If you have never listened to Stop Making Sense as the second live
album by Talking Heads, this is not a tragedy — it will never hope to surpass
the monumentality of The Name Of This
Band. If you have never watched Stop
Making Sense, the concert movie, what you need to do right now, this very
instance, is drop everything you are doing (and at this moment, you are
obviously wasting your time reading this review anyway, rather than pulling
people out of burning buildings or something) and go watch it immediately, because, well, chances are
that you might not truly understand anything about Talking Heads, New Wave,
intelligent dance music, or post-1975 artistic values in general until you have
been properly worked over by the movie.
I am not exactly sure if the two shows in
question from which Jonathan Demme drew the material for his movie, held in
December ʼ83 at one of the theaters in Hollywood, were typical of that
particular tour — there must have been specific elements, conceived exclusively
for the cameras; however, they were definitely a lot different from all
previous concerts by the band, with a lot more emphasis on the visual /
choreographic side of the business. Even on the 1980 tour, when the Heads had
first padded themselves with tons of side musicians, the main reason for that
was to be able to reproduce all the growing complexities on their studio
albums. On Stop Making Sense, the
swarms of side musicians continue to almost overwhelm the main core of the four
band members — but this seems to be much more skewed toward a general effect of
fussiness and camaraderie: the movie shows very well how all those extra people
were needed on stage not just (and not so much) for their playing, but rather for
their kick-ass behavior.
Above everything else, though, this is David
Byrneʼs show: every single song, with the natural exception of ʽGenius Of
Loveʼ, belongs to him 100% of the time, even when he is neither singing nor
playing.
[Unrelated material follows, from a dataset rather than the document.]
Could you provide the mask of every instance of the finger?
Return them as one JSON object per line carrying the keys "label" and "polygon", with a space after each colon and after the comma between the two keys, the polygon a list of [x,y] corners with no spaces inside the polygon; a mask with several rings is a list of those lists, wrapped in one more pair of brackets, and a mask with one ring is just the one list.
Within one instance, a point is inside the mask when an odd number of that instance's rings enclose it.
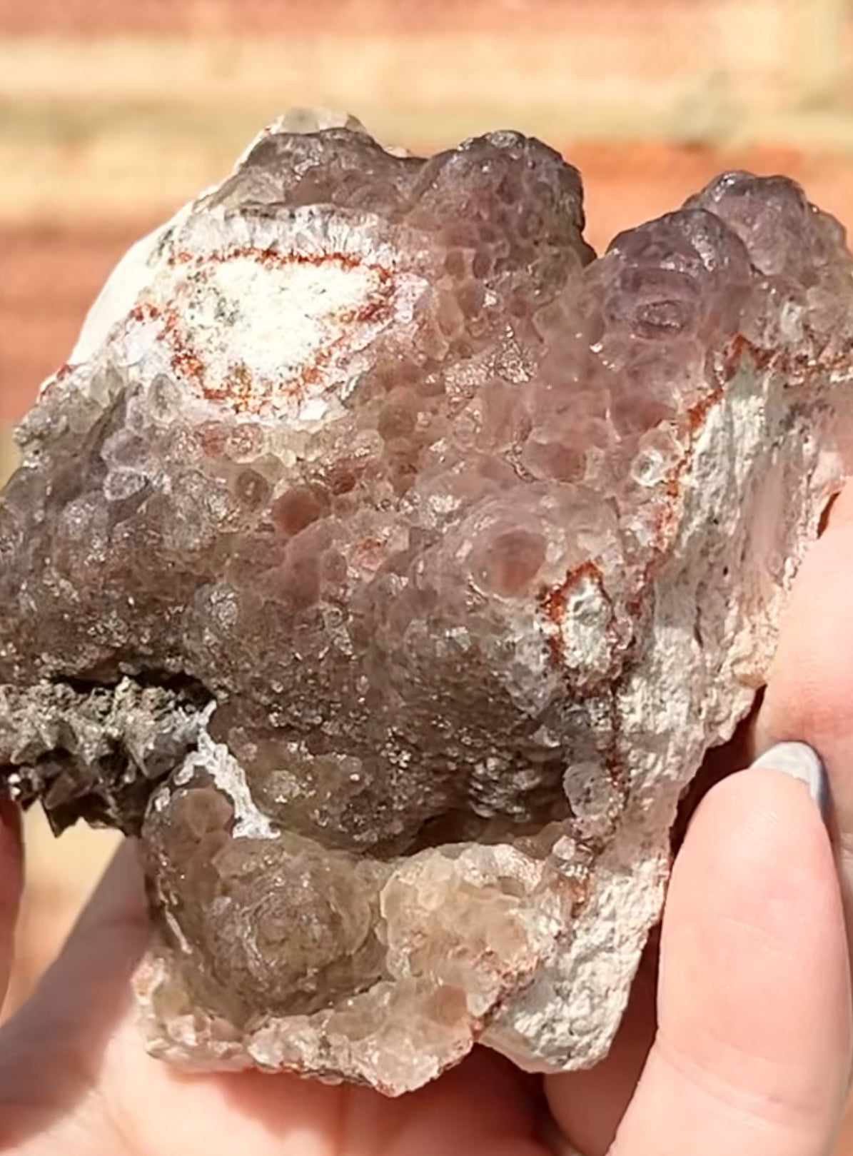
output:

Speaking of playing, he has dropped his guitar for more than half of
the songs on here — now that there are so many side players, he really does not
need it that much — in favor of jumping, running, mugging, rolling around,
playing games with Big Suits or Electric Lamps, setting up slideshows, you name
it. This is Rock Theater in a way that you probably have not seen since the
heyday of Alice Cooper and Peter Gabrielʼs Genesis, only with an updated and
mdernized sensitivity that (unlike elements of Aliceʼs and Peterʼs shows) has
not aged one day even thirty-five years later: rewatching the movie recently, I
was struck by how not a single frame, not a single movement by anybody in the
picture could make me go «oh, thatʼs a bit of Eightiesʼ corniness out there». Was
the movie ahead of its time? Probably not; but no other experience has managed
to catch up with it in all the time thatʼs elapsed since then.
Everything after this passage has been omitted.